In June 2012, the Ontario Court of Appeal released its’ decision in the Mounted Police Assn. of Ontario v. Canada (Attorney General) case. The decision addresses the scope of section 2(d) of the Canadian Charter of Rights and Freedoms (the “Charter”) which protects freedom of association, a controversial subject which has been addressed by the Supreme Court of Canada in four recent decisions.
The case involved an appeal by the Crown from a decision of the Ontario Superior Court which found that section 96 of the Royal Canadian Mounted Police Regulations infringed the rights of RCMP members of two associations, the Mounted Police Association of Ontario (MPAO) and the British Columbia Mounted Police Professional Association (BCMPPA) to freedom of association. The associations, made up of RCMP members, were organized by individual RCMP members who wanted to represent the members in collective bargaining. However, section 2(1)(d) of the Public Service Labour Relations Act (the “Act”) precludes the associations from applying for certification as a bargaining agent for RCMP members. A separate labour relations system exists for the RCMP members, the Staff Relations Representative Program (SRRP), which is established by the Regulations.
The Court of Appeal explained that the case raises two “new questions” in respect of freedom of association in the labour context:
(1) whether “the right to collective bargaining” under section 2(d) guarantees workers the right to be represented by an association of their own choosing; and,
(2) whether “the right to collective bargaining” under section 2(d) requires that the process for addressing workers’ concerns with management be independent of management.
The Court of Appeal allowed the appeal and dismissed the cross-appeal brought by the associations.
The appeal had been delayed, pending the release of the Supreme Court of Canada’s decision in Fraser.

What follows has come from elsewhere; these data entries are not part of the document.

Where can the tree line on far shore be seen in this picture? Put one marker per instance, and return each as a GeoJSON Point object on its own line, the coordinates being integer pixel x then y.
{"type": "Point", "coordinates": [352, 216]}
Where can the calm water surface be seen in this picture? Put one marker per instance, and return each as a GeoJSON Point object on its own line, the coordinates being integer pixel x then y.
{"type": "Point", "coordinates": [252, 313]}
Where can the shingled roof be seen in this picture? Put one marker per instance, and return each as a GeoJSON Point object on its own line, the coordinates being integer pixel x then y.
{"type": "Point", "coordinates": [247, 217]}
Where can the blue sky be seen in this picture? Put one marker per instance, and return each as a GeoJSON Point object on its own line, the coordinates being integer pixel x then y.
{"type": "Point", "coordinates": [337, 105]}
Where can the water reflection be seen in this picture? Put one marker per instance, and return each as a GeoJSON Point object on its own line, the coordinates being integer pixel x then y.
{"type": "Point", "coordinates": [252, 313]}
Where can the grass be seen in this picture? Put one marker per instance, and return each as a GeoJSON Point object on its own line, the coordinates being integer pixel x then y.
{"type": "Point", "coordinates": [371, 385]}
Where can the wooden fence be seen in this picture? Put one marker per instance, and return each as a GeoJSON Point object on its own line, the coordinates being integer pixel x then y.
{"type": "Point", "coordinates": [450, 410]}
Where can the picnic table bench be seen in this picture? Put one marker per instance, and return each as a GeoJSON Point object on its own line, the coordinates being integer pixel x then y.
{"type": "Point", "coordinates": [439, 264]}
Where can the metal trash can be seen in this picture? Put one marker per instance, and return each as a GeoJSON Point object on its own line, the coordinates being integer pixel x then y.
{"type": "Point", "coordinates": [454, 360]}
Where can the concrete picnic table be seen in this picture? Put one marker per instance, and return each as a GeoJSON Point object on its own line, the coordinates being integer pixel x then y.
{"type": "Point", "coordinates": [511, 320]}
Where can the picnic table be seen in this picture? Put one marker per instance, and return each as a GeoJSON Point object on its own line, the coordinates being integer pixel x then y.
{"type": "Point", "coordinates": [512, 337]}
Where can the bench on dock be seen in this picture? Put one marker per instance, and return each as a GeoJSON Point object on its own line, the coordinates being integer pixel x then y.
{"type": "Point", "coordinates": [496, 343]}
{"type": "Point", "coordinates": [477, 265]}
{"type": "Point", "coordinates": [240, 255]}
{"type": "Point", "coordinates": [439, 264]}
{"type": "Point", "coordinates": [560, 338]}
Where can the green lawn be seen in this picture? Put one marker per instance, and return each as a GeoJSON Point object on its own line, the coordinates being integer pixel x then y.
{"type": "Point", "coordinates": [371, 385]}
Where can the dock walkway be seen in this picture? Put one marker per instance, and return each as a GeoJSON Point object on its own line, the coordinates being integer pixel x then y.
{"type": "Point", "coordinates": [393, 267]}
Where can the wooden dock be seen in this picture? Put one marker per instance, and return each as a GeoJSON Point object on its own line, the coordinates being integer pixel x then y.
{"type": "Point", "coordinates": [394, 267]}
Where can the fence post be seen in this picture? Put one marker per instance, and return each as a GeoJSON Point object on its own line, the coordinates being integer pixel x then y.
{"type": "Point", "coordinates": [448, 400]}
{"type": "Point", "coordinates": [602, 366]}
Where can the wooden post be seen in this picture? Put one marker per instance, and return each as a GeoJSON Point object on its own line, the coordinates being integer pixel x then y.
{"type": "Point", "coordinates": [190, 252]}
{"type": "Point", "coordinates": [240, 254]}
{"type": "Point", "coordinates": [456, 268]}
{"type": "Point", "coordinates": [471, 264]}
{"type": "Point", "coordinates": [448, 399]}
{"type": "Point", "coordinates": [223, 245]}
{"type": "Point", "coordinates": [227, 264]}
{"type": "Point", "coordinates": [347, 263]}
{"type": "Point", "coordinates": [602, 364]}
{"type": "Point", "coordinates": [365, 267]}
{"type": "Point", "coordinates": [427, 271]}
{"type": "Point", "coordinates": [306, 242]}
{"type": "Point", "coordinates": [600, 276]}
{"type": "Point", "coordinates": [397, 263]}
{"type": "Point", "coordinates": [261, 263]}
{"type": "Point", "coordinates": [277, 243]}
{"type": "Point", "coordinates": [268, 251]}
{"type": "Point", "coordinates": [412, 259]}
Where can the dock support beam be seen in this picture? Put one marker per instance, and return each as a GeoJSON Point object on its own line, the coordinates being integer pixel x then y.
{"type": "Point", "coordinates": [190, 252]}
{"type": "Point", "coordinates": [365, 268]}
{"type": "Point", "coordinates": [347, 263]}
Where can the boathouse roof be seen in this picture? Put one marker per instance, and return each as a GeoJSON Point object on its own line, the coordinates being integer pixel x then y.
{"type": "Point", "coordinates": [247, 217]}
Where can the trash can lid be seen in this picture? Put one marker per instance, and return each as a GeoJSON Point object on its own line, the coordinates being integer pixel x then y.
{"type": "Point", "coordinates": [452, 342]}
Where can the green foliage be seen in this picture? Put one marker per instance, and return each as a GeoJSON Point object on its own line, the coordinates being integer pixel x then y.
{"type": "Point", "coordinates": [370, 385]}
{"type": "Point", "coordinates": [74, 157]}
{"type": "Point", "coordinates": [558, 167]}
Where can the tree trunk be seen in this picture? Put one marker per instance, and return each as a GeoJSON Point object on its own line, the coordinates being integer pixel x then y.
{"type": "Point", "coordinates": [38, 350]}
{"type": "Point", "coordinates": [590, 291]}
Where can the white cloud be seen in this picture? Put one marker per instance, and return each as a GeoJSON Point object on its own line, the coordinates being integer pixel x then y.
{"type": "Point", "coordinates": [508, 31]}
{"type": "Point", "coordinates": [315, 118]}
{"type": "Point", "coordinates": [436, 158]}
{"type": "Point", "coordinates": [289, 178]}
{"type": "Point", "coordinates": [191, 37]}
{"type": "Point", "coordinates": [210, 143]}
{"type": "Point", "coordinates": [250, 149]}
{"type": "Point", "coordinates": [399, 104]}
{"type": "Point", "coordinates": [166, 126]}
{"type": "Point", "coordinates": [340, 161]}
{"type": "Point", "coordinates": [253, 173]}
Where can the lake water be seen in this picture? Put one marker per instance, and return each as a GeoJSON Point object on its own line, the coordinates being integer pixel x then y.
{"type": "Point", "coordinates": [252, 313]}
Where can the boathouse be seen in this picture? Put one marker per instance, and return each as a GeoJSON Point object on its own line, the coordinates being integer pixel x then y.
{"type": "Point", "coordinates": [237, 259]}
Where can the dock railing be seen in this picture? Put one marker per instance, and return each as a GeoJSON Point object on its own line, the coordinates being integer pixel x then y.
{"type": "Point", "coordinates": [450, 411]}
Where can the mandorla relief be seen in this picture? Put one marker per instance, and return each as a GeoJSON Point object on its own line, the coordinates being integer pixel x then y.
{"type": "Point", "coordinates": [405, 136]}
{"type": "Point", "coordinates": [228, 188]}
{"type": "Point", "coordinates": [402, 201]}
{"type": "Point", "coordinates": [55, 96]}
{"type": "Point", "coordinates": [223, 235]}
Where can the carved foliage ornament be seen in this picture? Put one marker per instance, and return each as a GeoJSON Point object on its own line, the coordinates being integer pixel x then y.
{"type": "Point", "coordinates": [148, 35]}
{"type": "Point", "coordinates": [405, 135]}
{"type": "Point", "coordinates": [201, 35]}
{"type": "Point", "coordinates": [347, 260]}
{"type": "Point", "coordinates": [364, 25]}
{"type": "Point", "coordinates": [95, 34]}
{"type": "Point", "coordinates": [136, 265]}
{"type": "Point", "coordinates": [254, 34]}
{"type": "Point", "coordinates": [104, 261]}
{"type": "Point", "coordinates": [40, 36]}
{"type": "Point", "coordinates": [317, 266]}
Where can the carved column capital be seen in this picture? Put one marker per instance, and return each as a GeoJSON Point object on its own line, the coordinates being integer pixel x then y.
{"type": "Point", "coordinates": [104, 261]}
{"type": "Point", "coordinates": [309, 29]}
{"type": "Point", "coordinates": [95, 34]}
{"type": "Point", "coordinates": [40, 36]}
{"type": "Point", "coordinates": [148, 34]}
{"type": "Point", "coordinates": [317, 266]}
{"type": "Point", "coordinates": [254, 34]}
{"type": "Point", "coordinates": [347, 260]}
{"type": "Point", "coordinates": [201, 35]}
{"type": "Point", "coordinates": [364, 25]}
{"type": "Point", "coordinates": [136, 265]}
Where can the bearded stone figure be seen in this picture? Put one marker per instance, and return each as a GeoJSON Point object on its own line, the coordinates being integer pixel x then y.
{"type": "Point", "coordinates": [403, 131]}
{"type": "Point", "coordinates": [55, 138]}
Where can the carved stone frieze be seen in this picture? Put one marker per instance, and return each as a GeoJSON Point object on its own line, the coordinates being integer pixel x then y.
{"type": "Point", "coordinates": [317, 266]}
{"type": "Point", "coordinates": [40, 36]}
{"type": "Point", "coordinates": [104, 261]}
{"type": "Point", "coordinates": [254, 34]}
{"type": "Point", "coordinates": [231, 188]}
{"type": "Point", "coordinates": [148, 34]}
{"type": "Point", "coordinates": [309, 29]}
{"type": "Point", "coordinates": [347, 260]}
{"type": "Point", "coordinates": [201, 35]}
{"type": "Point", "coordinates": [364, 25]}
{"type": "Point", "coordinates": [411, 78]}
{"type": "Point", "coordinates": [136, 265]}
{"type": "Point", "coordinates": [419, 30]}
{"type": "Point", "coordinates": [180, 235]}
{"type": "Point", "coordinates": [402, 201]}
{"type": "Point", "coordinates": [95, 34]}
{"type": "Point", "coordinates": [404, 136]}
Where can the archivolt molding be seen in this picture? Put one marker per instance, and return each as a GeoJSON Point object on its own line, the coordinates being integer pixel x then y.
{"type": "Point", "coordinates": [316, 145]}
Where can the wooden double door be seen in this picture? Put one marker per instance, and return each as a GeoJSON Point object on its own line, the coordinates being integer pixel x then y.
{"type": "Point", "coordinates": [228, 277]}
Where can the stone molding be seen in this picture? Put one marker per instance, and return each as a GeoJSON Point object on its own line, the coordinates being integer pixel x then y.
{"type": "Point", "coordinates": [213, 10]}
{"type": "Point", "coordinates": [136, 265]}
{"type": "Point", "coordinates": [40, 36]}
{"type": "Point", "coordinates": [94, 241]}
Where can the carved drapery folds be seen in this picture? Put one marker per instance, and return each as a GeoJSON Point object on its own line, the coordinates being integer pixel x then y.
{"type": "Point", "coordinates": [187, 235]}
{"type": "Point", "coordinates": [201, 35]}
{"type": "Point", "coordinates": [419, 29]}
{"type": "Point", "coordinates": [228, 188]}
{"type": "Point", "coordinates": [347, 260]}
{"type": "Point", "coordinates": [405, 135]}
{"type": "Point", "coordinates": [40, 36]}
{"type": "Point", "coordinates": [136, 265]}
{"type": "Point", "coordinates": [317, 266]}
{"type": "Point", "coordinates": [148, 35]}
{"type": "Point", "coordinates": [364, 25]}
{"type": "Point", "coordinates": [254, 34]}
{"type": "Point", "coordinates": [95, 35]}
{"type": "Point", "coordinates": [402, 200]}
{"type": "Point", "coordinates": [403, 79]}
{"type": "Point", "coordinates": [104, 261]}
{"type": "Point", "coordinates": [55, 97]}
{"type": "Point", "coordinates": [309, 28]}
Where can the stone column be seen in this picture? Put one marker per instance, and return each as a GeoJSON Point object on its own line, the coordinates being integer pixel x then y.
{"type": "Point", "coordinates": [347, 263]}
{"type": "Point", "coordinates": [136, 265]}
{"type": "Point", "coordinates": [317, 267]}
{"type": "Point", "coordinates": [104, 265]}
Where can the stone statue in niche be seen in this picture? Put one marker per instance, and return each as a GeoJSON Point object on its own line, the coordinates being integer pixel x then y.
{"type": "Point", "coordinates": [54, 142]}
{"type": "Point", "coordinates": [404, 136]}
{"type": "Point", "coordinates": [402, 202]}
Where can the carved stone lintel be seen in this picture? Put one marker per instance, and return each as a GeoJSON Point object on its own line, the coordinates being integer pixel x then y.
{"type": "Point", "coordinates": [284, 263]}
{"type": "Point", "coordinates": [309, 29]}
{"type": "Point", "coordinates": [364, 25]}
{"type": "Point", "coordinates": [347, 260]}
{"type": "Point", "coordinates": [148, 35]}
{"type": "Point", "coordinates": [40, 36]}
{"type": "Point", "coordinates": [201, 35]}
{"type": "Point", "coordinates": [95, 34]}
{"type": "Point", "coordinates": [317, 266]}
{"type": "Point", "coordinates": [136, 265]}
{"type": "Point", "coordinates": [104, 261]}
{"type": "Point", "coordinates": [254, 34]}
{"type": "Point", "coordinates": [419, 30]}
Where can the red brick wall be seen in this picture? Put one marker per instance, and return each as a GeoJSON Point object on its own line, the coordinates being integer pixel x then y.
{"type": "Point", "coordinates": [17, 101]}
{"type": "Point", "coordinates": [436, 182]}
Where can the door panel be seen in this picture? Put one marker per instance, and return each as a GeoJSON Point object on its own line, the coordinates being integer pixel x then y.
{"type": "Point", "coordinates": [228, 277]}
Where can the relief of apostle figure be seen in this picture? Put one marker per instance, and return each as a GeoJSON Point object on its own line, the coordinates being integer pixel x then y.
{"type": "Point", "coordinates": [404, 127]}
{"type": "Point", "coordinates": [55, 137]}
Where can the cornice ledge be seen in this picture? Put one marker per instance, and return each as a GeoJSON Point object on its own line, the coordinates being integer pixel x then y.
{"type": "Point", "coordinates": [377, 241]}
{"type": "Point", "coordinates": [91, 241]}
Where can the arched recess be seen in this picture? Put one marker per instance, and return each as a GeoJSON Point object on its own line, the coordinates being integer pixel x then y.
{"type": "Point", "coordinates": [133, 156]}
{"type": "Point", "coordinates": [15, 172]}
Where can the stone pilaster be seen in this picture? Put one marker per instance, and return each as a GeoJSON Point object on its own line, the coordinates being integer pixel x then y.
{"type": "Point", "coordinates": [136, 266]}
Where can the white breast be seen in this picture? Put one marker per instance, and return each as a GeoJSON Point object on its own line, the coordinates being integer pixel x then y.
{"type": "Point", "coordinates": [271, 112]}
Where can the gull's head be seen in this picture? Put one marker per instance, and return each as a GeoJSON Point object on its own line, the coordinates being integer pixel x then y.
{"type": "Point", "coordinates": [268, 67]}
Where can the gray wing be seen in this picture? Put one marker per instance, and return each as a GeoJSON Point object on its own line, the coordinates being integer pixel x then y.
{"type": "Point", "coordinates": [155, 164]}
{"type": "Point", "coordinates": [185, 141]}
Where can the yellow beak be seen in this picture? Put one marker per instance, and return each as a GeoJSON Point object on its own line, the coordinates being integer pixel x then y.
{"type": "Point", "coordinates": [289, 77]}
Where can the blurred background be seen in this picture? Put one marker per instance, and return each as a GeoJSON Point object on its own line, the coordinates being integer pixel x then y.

Consequently, relying heavily on the Fraser decision, the court explained that section 2(d) does not give RCMP members the right to establish a particular type of association defined in a particular statute. Rather, the court held that collective bargaining, as protected by section 2(d), only protects the right to make collective representations and to have the representations considered by the employer in good faith. Further, section 2(d) also protects members from interference by management in the establishment of an independent employee association.
In order for there to be a positive obligation on the part of the government to include workers in the labour regime set out in the Act, the court determined that the RCMP members would have to demonstrate that it was “effectively impossible” for them to “associate collectively to achieve workplace goals”.
In support of its’ decision, the court highlighted the fact that the RCMP members had been able to successfully form voluntary associations, meaning that it was not “effectively impossible” for them to act collectively to achieve workplace goals. In addition, the existence of the SRRP and the Legal Fund demonstrated that the exercise of freedom of association by RCMP members was not effectively impossible.
Because the court found that it was not effectively impossible for RCMP members to associate collectively to achieve workplace goals, the court concluded that there was no positive obligation on the government to include them in the labour regime as set out in the Act.
In this case, the Court of Appeal underscored the Supreme Court’s pronouncement in Fraser that “there is no general obligation for the government to provide a particular legislative framework for employees to exercise their collective rights”. Thus, the court reiterated that the protection provided by section 2(d) is the associational activity, not a particular process or outcome.
An application has been made for leave to appeal to the Supreme Court of Canada.